Last Friday evening, Russian pianist Arcadi Volodos performed in the A.J. Fletcher Opera Theater in Raleigh as part of the Great Artists Series. Coming with great fanfare, hailed as a “genius of the piano,” compared to Horowitz, Serkin and the like, perhaps expectations were too high. While there were some wonderfully sensitive playing, the performance as a whole was a mixed bag.

It must be said from the outset that Volodos has a spectacular technique which, unfortunately, is not always matched by his musicianship. To be sure, he does not rely merely on deft finger-work to carry the performance as do some great technicians; instead, he often exaggerates dynamics and stretches his tempos to the extreme to achieve his musical goal. What he lacks is subtlety.

Nowhere was this more evident than in Robert Schumann’s Kreisleriana Op.16, a work full of subtlety and nuance. Volodos’s elastic rubatos sometimes came to a near standstill, His fortes were crashing and his pianos barely audible even from the third row.

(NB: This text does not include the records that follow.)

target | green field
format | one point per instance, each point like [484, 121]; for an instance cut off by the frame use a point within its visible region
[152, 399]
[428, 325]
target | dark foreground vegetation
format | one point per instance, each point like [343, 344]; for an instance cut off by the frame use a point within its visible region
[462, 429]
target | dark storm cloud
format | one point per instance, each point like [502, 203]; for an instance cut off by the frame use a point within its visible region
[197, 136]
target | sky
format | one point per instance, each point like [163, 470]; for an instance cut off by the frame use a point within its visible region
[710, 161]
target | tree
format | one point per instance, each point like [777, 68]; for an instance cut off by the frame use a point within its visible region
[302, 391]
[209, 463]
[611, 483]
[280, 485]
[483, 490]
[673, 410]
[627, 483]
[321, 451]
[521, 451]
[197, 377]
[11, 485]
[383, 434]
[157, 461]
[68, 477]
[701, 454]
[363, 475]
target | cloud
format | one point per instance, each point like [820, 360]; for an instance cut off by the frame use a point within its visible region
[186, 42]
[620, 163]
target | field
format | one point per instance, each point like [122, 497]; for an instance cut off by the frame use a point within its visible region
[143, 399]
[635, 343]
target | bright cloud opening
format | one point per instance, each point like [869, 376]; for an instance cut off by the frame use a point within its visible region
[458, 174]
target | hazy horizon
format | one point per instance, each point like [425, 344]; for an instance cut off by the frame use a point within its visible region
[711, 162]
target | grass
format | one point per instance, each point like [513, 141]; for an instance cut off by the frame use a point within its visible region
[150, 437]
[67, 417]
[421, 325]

On the other hand, Johannes Brahms’s piano transcription of the slow movement, Theme and Variations, from his Sextet, Op.18, a gift to Clara Schumann, fared quite well under Volodos’s fingers. These variations never veer far from the original melody, thus limiting his tendency for musical over-emoting.

Volodos put in another fine performance of Franz Schubert’s Piano Sonata in E, D.157. Written when he was 18, the Sonata is the composer’s first surviving work in this form. Schubert left the Sonata unfinished, without a finale, but the surviving three movements do not have the musical depth and emotional content that keep the composer’s other unfinished works-the Quartetsatz and the Symphony-standard concert fare. With so many wonderful Schubert sonatas, it is unfortunate that Volodos chose this one, an unsure, somewhat impersonal work, especially in the first movement. The third movement-which Schubert called a menuetto, but is a scherzo in all but name-was, however, Volodos’s best performance of the evening, especially in the trio with its hushed, repeated chords. His obvious enjoyment of the music perhaps justified his inclusion of a minor work by a great master on the program.

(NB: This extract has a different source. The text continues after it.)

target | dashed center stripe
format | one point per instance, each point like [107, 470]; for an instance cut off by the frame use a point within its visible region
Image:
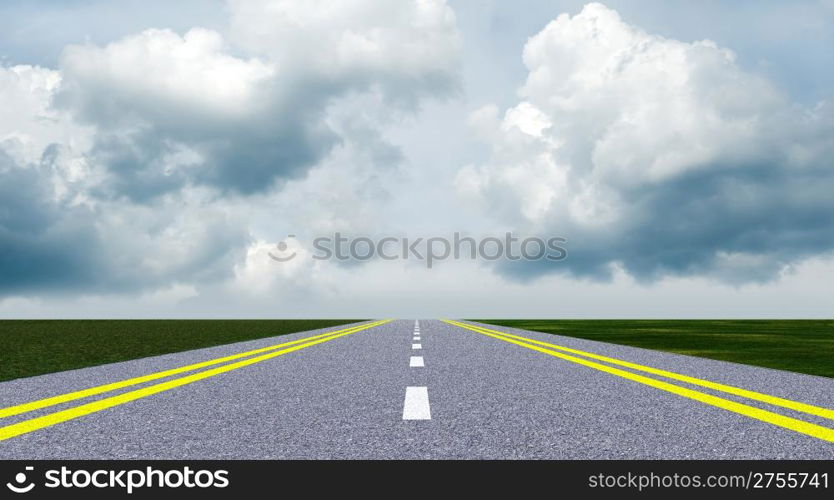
[416, 405]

Volodos’s Romantic program ended with Franz Liszt. Liszt made many transcriptions of Schubert’s Lieder, always staying close to the original score and using the piano to imitate the vocal sonorities. He considered the text of the songs such an essential component that he insisted it be printed above the music of his transcriptions. Of the three transcriptions on the program, the first two, Der Müller und der Bach and Aufenthalt, Volodos adhered closely to Liszt’s dictum. Unfortunately he missed in the third, Der Doppelgänger, exaggerating the tempi and dynamics to the point where Schubert’s Lied was nearly unrecognizable.

To end the program, Volodos pereformed Liszt’s Hungarian Rhapsody No.13 in a minor, according to the program, “edited by Arcadi Volodos.” Without comparing Volodos’s edition with the original score, it is difficult to determine the exact extent of the “edits,” but they appeared substantial. The performance, however, was a piece of technical showmanship that out-Liszted Liszt.

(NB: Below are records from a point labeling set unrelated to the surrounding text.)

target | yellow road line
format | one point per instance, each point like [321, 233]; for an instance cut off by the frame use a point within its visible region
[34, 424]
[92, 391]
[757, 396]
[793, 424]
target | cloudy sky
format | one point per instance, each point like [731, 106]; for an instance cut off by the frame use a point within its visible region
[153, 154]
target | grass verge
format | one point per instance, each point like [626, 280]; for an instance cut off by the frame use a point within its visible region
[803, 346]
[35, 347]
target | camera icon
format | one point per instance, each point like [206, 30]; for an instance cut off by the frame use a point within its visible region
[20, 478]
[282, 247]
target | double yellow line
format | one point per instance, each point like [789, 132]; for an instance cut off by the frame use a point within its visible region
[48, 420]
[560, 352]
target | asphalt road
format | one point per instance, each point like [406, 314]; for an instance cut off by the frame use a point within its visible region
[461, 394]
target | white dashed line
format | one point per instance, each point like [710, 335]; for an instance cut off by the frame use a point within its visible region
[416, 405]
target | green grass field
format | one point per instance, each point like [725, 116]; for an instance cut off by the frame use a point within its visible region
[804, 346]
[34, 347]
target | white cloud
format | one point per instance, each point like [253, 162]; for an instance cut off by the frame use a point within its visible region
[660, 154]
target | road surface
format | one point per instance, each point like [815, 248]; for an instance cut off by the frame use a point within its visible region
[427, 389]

After so much overheated romanticism, it was a pleasure to get a Bach encore, even if not Bach original: his highly ornamented transcription of the slow movement of Marcello’s Oboe Concerto.

It is unfortunate that with such spectacular technical abilities, Volodos limited himself to a narrow Romantic repertoire. It would have been satisfying, as a contrast, to hear him perform music by some of the great 20th century piano masters like Bartók and Prokofiev.